3.3 Management of endoleaks
Because the overlapping stent is 10%-20% larger than the diameter of the aorta, plus some patients have severe aortic sclerosis. After the release of the overlapping stent, it does not fit the wall well, and type I and type II endoleaks often occur. For type I and type II endoleaks, the main clinical approach is to treat them with compliant balloon dilation or re-release Cuff at the endoleak.
Due to the high aortic pressure, the compliant balloon may cause stent displacement during dilation or the edematous and fragile vessel wall may not be able to accept the increased pressure and a new breach may occur. Moreover, in many cases the anchoring zone is already small and there may not be enough distance to release the Cuff again.

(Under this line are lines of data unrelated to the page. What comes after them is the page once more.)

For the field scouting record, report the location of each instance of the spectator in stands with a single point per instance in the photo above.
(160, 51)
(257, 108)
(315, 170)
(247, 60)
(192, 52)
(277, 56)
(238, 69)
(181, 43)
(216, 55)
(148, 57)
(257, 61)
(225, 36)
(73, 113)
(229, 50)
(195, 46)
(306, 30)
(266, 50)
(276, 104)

To prevent endoleaks the author believes that.
①, the diameter of the aorta should be carefully measured preoperatively and intraoperatively to select a good size stent for release;
②, patients with small endoleaks can be left untreated and reviewed regularly after surgery. Most of the endoleaks will disappear within 3 months after surgery;
(③, those with larger leaks must be treated with compliant balloon dilation or re-release Cuff. In this group, 36 cases of type I endoleaks and 1 case of type II endoleaks occurred, and only 6 cases were treated with compliant balloon dilation and 2 cases with Cuff placement at the front of the stent.
Although endoluminal isolation closes the primary rupture of aortic coarctation, secondary ruptures will be formed next to important visceral arteries during the tearing process of aortic coarctation, and how to deal with secondary ruptures has become a clinical problem. It is believed that with the development of endoluminal technology, these problems will also be well solved.